A) The first proposal is to provide liquidity to a national deposit insurance scheme when it runs out of money due to a mid-sized or large bank failure;
B) An alternative would be a credit line to the national deposit insurance from a supranational fund such as the European Stability Mechanism or a European deposit insurance fund;
C) A third proposal, advocated strongly by Gros in 2013 and, as a crisis measure, by Véron in 2012, is to create a re-insurance scheme;
D) The fourth proposal is to create a European deposit insurance fund
So how do these schemes compare overall? We do not consider options A and B as a European deposit insurance scheme. Rather, they constitute credit lines that enhance the credibility of the national deposit insurance schemes but they do not insure risks other than liquidity risks across borders. Markets would still differentiate between a bank’s country of origin. Banks from countries with weaker government finances would pay higher funding costs. Our contention is that this differential will remain in the first two proposals, as the deposit insurance arrangements remain basically national. Moreover, the governments will still want to top up the single supervision of the ECB with national supervision, because of the exposure of the national deposit insurance scheme to a domestic bank failure.
A deposit re-insurance scheme, however, has a number of advantages and disadvantages. The advantages of this scheme are clear. It would recognise that currently some banking policies remain national. The first loss would remain with the national schemes in order to reflect the fact that some national policies matter for bank performance.
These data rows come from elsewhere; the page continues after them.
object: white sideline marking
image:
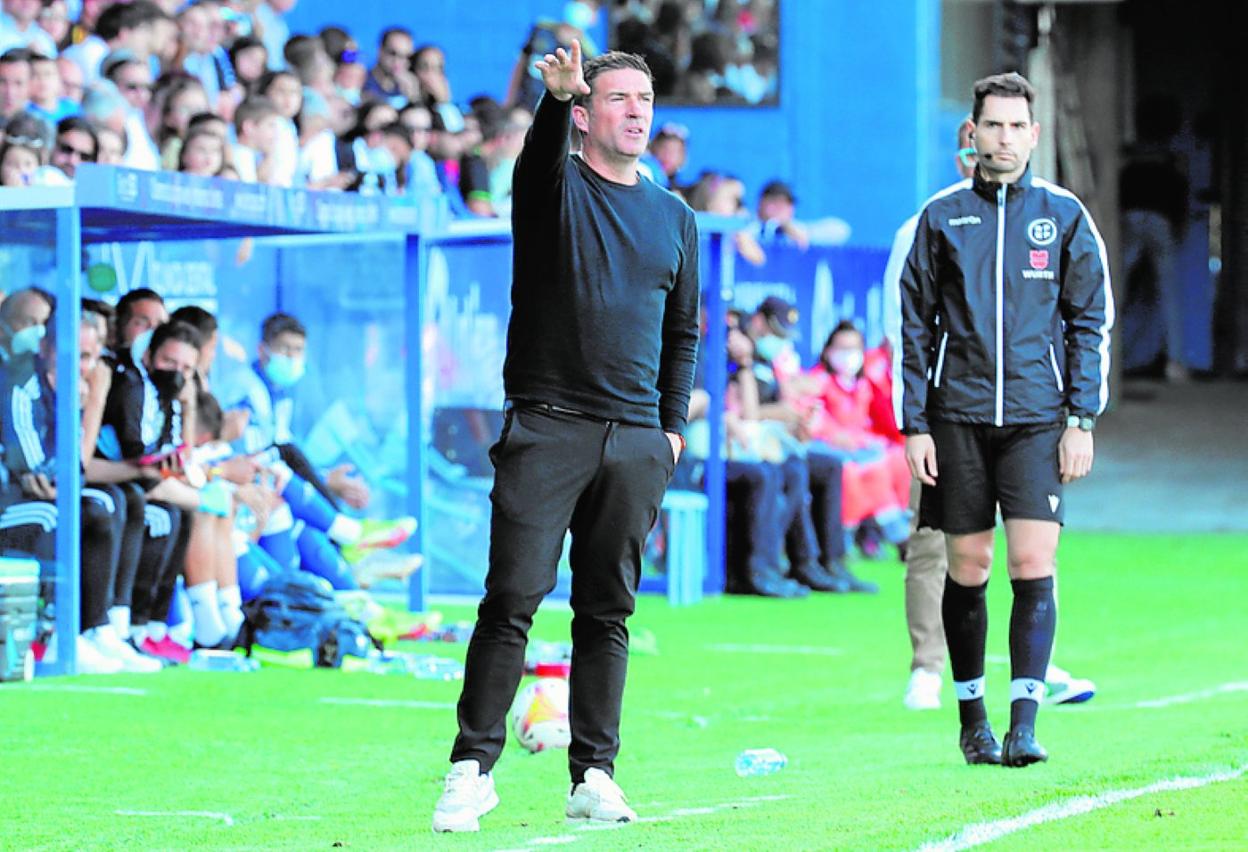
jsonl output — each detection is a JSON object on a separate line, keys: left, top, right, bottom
{"left": 116, "top": 809, "right": 234, "bottom": 826}
{"left": 21, "top": 685, "right": 148, "bottom": 696}
{"left": 318, "top": 697, "right": 455, "bottom": 710}
{"left": 917, "top": 764, "right": 1248, "bottom": 851}
{"left": 529, "top": 838, "right": 577, "bottom": 845}
{"left": 704, "top": 643, "right": 844, "bottom": 656}
{"left": 1133, "top": 681, "right": 1248, "bottom": 708}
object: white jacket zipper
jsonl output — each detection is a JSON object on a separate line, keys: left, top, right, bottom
{"left": 995, "top": 185, "right": 1006, "bottom": 426}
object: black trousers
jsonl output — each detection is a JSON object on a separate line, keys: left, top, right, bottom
{"left": 451, "top": 404, "right": 675, "bottom": 783}
{"left": 130, "top": 501, "right": 187, "bottom": 627}
{"left": 780, "top": 453, "right": 847, "bottom": 568}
For example, loan-to-value ratios for mortgages differ across Europe and thus influence the riskiness of mortgages on bank balance sheets. The disadvantage, however, is that country differences for banks would remain significant. In particular, national supervisors would rightfully want to have a special supervisory relation with the banks for which their national deposit insurance would have to take the first loss.
Moreover, the percentage that is national in the insurance is an important variable driving the effectiveness of the scheme. If the national percentage is high, significant differences between countries’ banking systems would remain, in particular as the national depositors would have the responsibility of re-financing the fund after a bank rescue. In fact, a large national component could even introduce an element of significant vicious circles as the failure of one bank would make deposits in other banks more costly due to the increased levy. In contrast, if the national first-loss tranche is rather small, the system moves closer to a system in which it resembles a European deposit insurance, option D.
By contrast, the fourth proposal would provide for Eurozone wide risk sharing. In that way, bank funding costs would still be different according to a bank’s solvency position but no longer by its location of headquarters. The advantage of such a scheme would be that the quality of deposit insurance would be equalised across countries. Such a scheme would also best correspond to a centralised supervision by the Single Supervisory Mechanism and could be compulsory for all the banks directly supervised. However, the scheme would also require that other national policies cannot be used in a way so as to free-ride on the European insurance, creating potentially significant moral hazard problems.
To conclude, a genuine banking union that fulfils the aim of “breaking the vicious circle between banks and sovereigns” would require option D. This option, however, raises questions as regards transition problems as well as governance when some national policies remain in place. Before providing such a full European deposit insurance, it is certainly necessary to reduce the national sovereign risk on banks’ balance sheets, for example by introducing some form of large exposure rules. Also, a full European deposit insurance would require a European fiscal backstop.
In contrast, option A and B would not per se justify any move in the direction of large exposure rules as the national sovereigns remain the ultimate back-stops.